2022-12-13  Giuseppe Congiu <gcongiu@icl.utk.edu>

	* src/components/rocm/rocm.c, src/components/rocm/rocp.c,
	  src/components/rocm/rocp.h: rocm: refactor rocp_ctx_open function
	  name (16/28)  Rename rocp_ctx_open_v2 to rocp_ctx_open

2022-12-09  Giuseppe Congiu <gcongiu@icl.utk.edu>

	* src/components/rocm/common.h, src/components/rocm/rocm.c,
	  src/components/rocm/rocp.c, src/components/rocm/rocp.h: rocm:
	  handle event table in component backend (15/28)  No longer
	  initialize and use the event table in the rocm layer.
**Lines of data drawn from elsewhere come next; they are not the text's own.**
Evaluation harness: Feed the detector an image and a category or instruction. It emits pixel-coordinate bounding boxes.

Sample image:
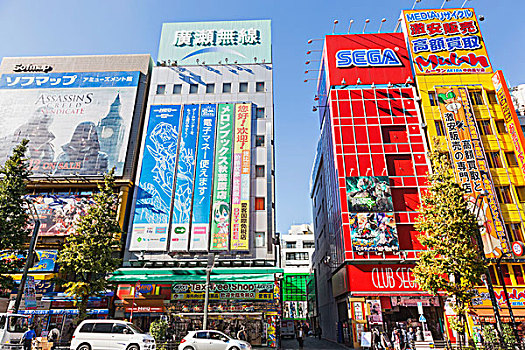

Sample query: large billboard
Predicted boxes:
[158,20,272,65]
[349,213,399,252]
[0,72,140,176]
[129,105,181,251]
[346,176,394,212]
[435,86,509,256]
[231,104,252,250]
[403,9,492,75]
[170,105,199,251]
[190,105,217,251]
[210,104,235,250]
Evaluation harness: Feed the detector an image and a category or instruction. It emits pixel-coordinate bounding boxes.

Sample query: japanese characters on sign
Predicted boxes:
[170,105,199,251]
[436,86,509,255]
[210,104,235,250]
[492,70,525,183]
[190,104,217,250]
[231,104,252,250]
[129,105,181,251]
[403,9,492,75]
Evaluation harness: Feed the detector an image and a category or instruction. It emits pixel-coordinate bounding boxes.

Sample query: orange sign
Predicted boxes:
[403,9,492,75]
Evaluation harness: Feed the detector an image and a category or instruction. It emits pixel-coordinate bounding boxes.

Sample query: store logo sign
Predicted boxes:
[335,48,403,68]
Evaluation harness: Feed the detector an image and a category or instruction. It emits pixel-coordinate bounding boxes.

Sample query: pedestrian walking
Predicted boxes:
[22,326,36,350]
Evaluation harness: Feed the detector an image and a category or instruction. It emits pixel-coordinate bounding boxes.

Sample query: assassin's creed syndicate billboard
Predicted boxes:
[0,72,140,176]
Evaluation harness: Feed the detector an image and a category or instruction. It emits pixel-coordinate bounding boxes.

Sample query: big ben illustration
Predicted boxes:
[97,94,125,173]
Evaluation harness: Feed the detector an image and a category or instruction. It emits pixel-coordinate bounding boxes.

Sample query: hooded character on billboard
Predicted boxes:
[0,107,55,163]
[54,122,108,175]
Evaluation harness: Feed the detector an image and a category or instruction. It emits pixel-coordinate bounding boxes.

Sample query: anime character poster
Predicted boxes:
[210,104,235,250]
[346,176,394,212]
[190,104,217,251]
[349,213,399,252]
[170,105,199,251]
[0,72,140,176]
[129,105,181,251]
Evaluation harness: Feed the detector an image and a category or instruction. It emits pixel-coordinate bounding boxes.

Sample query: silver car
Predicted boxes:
[178,331,252,350]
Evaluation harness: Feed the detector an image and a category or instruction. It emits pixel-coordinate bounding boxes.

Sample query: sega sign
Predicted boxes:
[335,49,403,68]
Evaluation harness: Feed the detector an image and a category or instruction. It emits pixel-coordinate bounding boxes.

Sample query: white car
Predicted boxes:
[70,320,155,350]
[178,331,252,350]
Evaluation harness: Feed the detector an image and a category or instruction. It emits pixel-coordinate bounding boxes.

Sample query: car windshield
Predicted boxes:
[128,323,146,334]
[7,316,28,333]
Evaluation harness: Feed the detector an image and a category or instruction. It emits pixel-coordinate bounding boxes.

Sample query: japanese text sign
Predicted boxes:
[403,9,492,75]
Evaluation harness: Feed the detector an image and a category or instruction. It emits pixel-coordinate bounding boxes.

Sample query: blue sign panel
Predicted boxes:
[190,105,217,250]
[170,105,199,251]
[129,105,181,251]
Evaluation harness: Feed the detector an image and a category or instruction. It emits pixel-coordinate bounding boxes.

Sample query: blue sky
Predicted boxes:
[0,0,525,232]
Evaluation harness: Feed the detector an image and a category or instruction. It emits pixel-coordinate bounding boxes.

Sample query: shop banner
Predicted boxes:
[492,70,525,182]
[170,105,199,251]
[403,9,492,75]
[210,104,235,250]
[348,213,399,252]
[231,104,252,250]
[0,72,140,177]
[129,105,181,251]
[171,282,274,300]
[435,86,509,257]
[190,104,217,251]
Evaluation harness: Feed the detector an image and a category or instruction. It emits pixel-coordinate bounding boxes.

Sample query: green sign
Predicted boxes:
[158,20,272,65]
[210,104,235,250]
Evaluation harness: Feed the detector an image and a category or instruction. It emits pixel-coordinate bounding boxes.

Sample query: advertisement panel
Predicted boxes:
[158,20,272,65]
[26,194,94,236]
[346,176,394,212]
[210,104,235,250]
[492,70,525,182]
[231,104,252,250]
[129,105,181,251]
[0,72,140,176]
[349,213,399,252]
[190,104,217,251]
[403,9,492,75]
[170,105,199,251]
[435,86,509,256]
[324,33,412,86]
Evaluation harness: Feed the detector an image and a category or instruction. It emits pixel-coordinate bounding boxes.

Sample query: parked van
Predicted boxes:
[0,314,29,348]
[70,320,155,350]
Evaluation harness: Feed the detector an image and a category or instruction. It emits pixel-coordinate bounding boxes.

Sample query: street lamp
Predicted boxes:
[202,253,215,330]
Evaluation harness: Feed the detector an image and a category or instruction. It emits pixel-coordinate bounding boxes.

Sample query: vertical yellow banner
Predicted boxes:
[231,104,252,250]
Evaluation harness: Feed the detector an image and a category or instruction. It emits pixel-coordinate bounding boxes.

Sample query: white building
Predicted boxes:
[281,224,315,273]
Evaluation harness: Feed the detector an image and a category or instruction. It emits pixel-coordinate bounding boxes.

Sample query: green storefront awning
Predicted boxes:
[109,268,283,283]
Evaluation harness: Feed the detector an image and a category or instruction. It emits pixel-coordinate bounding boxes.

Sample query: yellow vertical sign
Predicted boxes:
[230,103,252,250]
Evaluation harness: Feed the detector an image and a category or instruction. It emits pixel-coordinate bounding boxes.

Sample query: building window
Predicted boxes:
[190,84,199,94]
[428,91,438,106]
[469,91,483,106]
[255,107,264,119]
[157,84,166,95]
[496,120,507,134]
[255,232,266,248]
[496,186,512,204]
[255,197,264,210]
[173,84,182,95]
[487,152,503,168]
[255,135,264,147]
[477,120,494,135]
[255,165,264,177]
[434,120,445,136]
[505,152,518,167]
[255,81,264,92]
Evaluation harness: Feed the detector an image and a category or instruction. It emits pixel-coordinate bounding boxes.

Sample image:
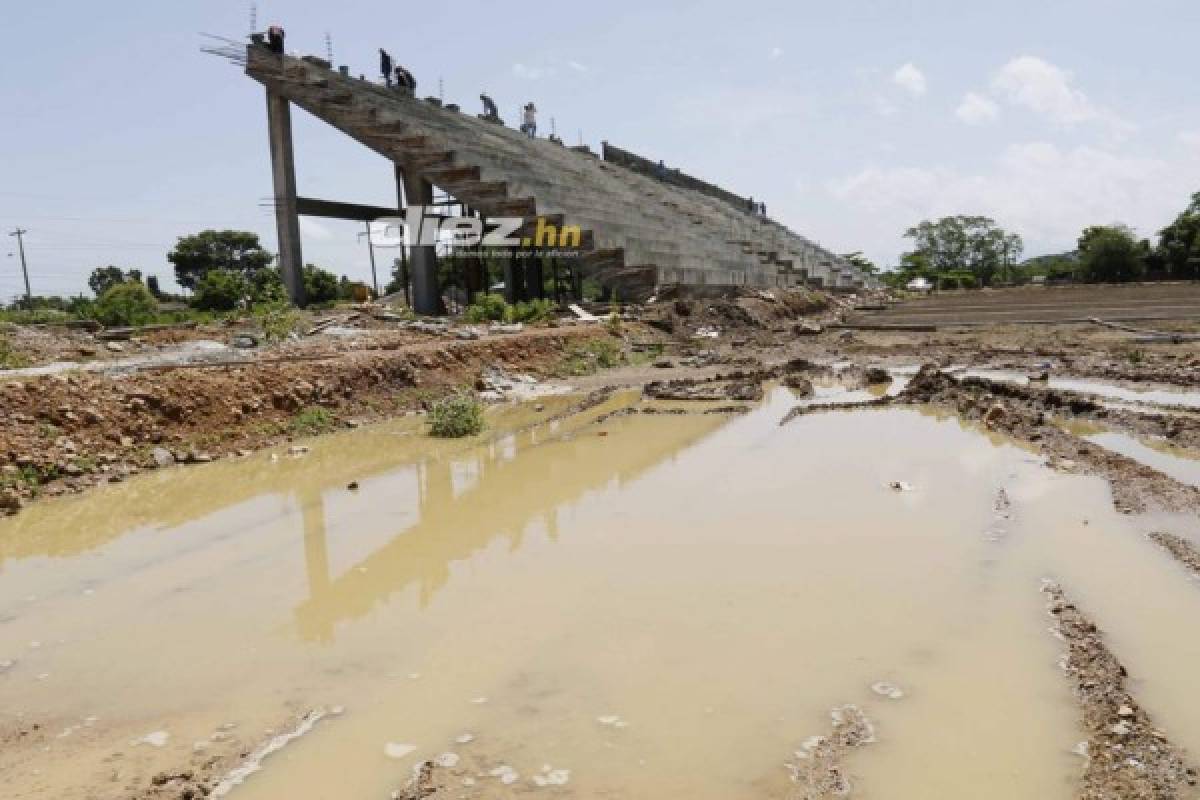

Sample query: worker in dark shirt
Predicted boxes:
[396,65,416,95]
[266,25,283,55]
[479,92,500,120]
[379,47,391,89]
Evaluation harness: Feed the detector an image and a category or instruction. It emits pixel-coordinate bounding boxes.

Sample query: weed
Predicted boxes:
[430,395,484,439]
[0,333,29,369]
[292,405,337,437]
[557,338,624,375]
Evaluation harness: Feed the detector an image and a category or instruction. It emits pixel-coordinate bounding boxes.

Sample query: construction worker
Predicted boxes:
[395,64,416,95]
[379,47,391,89]
[521,102,538,139]
[479,92,500,120]
[266,25,283,55]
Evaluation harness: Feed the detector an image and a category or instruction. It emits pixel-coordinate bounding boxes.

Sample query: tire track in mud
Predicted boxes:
[1042,582,1196,800]
[786,705,875,800]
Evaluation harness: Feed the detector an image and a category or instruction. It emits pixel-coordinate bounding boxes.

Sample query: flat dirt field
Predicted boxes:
[0,284,1200,800]
[851,283,1200,325]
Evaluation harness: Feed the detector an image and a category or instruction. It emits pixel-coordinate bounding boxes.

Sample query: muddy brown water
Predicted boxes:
[0,390,1200,800]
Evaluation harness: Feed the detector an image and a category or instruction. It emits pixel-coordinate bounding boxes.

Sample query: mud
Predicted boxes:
[1150,530,1200,577]
[1043,583,1196,800]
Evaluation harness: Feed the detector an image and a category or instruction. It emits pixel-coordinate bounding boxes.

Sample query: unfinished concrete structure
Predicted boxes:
[245,44,870,313]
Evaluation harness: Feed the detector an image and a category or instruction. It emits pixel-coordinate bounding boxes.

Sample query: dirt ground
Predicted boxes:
[7,287,1200,800]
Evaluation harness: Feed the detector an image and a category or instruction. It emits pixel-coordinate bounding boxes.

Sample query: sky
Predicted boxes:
[0,0,1200,300]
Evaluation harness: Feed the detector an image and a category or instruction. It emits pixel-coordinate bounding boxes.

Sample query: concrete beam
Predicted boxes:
[396,164,442,315]
[296,197,408,222]
[266,88,305,306]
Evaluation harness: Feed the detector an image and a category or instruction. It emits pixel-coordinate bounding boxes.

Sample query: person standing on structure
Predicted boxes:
[379,47,391,89]
[395,64,416,95]
[521,102,538,139]
[266,25,283,55]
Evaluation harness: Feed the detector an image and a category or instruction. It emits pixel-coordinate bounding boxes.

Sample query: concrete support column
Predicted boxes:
[396,164,442,315]
[266,89,305,306]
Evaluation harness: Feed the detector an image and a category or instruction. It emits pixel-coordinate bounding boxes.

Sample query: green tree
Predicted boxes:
[905,215,1025,285]
[88,264,142,297]
[1079,224,1145,283]
[167,230,275,289]
[250,266,288,306]
[304,264,340,306]
[96,281,158,325]
[842,249,880,275]
[192,270,250,311]
[1156,192,1200,278]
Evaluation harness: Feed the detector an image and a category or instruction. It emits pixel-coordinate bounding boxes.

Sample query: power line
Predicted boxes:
[8,228,34,311]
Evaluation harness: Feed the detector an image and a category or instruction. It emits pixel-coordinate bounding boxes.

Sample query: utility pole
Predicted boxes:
[8,228,34,311]
[366,222,379,297]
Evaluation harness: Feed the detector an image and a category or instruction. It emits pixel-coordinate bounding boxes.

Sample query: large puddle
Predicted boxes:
[0,390,1200,800]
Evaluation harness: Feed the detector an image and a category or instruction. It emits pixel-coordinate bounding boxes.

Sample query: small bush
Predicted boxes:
[558,338,624,375]
[192,270,250,311]
[430,395,484,439]
[302,264,341,306]
[504,300,554,323]
[463,294,509,323]
[254,305,300,344]
[96,281,158,325]
[0,332,29,369]
[292,405,337,437]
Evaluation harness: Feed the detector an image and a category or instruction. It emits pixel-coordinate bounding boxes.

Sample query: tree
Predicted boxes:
[96,281,158,325]
[905,215,1025,285]
[192,270,250,311]
[1079,224,1145,283]
[88,265,142,297]
[1156,192,1200,278]
[304,264,338,306]
[167,230,275,289]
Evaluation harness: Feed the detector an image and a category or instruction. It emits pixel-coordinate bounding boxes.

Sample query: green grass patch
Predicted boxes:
[292,405,337,437]
[430,395,484,439]
[556,338,625,375]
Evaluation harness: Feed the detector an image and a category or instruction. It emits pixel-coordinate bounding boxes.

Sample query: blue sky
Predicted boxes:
[0,0,1200,299]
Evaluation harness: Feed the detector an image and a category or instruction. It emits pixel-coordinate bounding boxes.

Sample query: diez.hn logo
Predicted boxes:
[371,205,583,255]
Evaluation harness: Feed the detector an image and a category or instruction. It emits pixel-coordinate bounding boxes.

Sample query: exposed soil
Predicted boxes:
[1044,584,1196,800]
[1150,530,1200,577]
[11,284,1200,800]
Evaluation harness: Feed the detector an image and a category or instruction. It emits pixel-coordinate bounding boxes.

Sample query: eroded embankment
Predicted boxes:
[1150,531,1200,577]
[1043,583,1196,800]
[899,365,1200,511]
[0,327,610,515]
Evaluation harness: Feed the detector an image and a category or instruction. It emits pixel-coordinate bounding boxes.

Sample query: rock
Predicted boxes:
[725,381,763,401]
[0,488,23,511]
[983,403,1008,428]
[150,447,175,467]
[784,373,814,397]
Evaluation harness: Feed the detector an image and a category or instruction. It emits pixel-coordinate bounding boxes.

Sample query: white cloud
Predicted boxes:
[512,62,546,80]
[892,61,928,97]
[991,55,1134,136]
[300,217,334,241]
[954,91,1000,125]
[828,142,1200,260]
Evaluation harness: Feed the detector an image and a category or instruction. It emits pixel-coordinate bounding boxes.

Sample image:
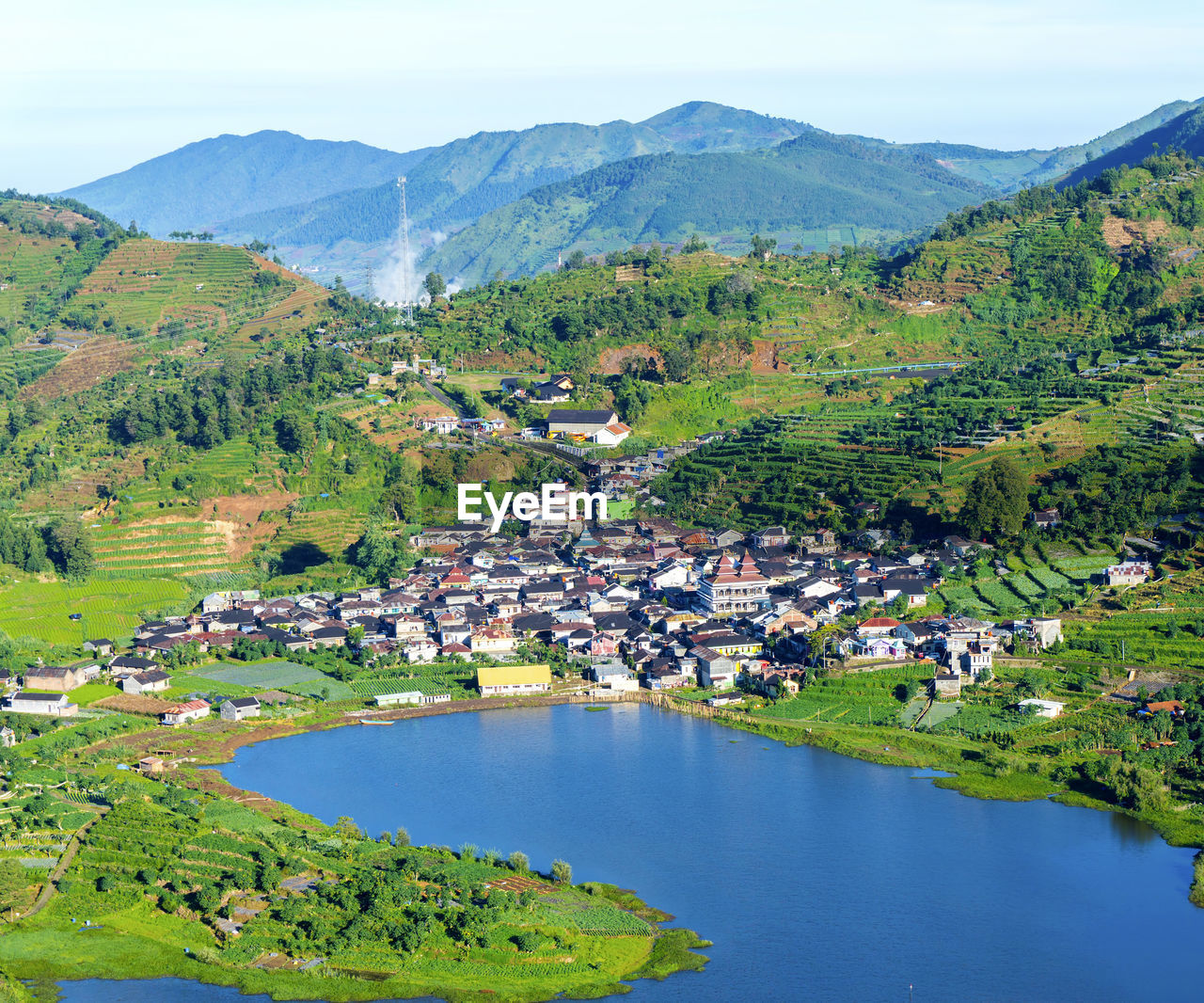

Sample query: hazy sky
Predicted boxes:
[0,0,1204,191]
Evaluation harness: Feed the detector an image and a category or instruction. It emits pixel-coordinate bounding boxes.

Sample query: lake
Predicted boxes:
[65,705,1204,1003]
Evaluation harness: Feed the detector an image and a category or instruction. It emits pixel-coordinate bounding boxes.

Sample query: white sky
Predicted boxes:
[0,0,1204,191]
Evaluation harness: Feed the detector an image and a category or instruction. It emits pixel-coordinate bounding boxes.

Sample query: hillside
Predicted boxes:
[0,153,1204,616]
[424,130,989,284]
[1061,103,1204,184]
[69,101,1198,298]
[218,101,809,296]
[64,130,429,237]
[420,156,1204,533]
[886,99,1204,193]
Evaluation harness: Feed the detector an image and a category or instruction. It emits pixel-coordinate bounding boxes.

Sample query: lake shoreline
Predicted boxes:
[182,689,1204,908]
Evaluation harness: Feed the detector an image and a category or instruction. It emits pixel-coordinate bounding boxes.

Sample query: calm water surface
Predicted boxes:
[65,705,1204,1003]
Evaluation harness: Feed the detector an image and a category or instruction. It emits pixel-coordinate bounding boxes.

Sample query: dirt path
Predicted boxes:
[22,808,108,920]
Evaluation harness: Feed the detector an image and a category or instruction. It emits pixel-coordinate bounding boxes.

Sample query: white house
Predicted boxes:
[5,693,79,718]
[218,696,260,722]
[163,700,210,724]
[1104,561,1153,585]
[121,668,171,694]
[374,690,452,707]
[1016,698,1066,718]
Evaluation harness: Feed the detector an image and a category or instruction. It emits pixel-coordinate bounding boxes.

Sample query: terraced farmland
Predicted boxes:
[72,240,303,333]
[0,578,192,646]
[93,516,237,574]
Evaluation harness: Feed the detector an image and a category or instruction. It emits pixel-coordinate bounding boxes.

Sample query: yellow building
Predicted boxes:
[477,664,551,696]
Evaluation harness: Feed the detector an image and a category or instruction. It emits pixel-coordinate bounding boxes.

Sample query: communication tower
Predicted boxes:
[397,177,414,327]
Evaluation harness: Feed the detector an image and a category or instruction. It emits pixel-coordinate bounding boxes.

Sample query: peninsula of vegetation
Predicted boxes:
[0,133,1204,999]
[0,710,705,1000]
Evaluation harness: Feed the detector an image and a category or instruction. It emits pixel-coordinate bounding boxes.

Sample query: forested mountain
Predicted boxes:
[58,101,1200,293]
[857,99,1204,193]
[1063,103,1204,184]
[425,130,990,284]
[65,130,429,237]
[220,101,809,247]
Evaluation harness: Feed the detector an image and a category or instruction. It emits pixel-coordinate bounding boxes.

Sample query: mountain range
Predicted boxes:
[64,101,1201,291]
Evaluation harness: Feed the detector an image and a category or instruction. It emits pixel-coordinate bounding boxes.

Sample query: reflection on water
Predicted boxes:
[1108,812,1162,847]
[60,706,1204,1003]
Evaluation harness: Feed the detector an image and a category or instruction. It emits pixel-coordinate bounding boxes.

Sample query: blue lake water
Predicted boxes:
[65,705,1204,1003]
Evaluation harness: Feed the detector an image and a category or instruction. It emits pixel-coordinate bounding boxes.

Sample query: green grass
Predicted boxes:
[0,578,192,647]
[192,661,356,700]
[68,683,121,707]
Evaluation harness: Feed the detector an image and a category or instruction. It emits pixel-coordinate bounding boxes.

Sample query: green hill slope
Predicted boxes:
[859,99,1204,193]
[424,130,989,284]
[219,101,809,248]
[65,130,427,237]
[1062,103,1204,184]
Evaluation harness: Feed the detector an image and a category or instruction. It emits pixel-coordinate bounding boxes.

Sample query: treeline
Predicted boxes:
[0,189,137,344]
[0,513,95,578]
[108,345,357,453]
[1032,443,1204,539]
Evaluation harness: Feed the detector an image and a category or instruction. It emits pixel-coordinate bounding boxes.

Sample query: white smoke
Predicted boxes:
[375,237,424,306]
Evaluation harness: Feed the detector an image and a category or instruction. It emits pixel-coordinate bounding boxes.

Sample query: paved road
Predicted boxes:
[422,375,465,418]
[22,809,108,920]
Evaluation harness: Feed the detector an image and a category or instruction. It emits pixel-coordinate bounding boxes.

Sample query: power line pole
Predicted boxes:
[397,177,414,327]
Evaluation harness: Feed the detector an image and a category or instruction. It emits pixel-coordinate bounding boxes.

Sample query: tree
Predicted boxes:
[749,233,778,262]
[958,456,1028,539]
[0,860,29,909]
[661,344,693,383]
[422,272,448,300]
[276,410,313,453]
[46,519,96,578]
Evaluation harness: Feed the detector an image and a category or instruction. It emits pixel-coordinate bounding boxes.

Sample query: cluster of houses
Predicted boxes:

No longer
	  pass the ntv_table around in the rocp layer.
	* src/components/rocm/rocm.c: rocm: add event counting function in
	  component frontend (14/28)  Add evt_get_count function to count
	  events
	* src/components/rocm/rocm.c: rocm: use rocp API to enumerate events
	  in component (13/28)  Do not use ntv_table for enum events in
	  rocm.c  Instead of using ntv_table for enum events use the new rocp
	  exposed interfaces such as rocp_evt_code_to_name, etc.
	* src/components/rocm/rocm.c: rocm: add event name tokenizer (12/28)
	  Add tokenize_event_string function to extract device information
	  from the event name.
	* src/components/rocm/rocm.c, src/components/rocm/rocp.c,
	  src/components/rocm/rocp.h: rocm: get errors through
	  rocp_err_get_last (11/28)  Instead of returning error string
	  explicitly during rocp_init/_environment, use rocp_err_get_last.
	* src/components/rocm/rocm.c, src/components/rocm/rocp.c,
	  src/components/rocm/rocp.h: rocm: add error code to string function
	  (10/28)  Add error string return function: rocp_err_get_last().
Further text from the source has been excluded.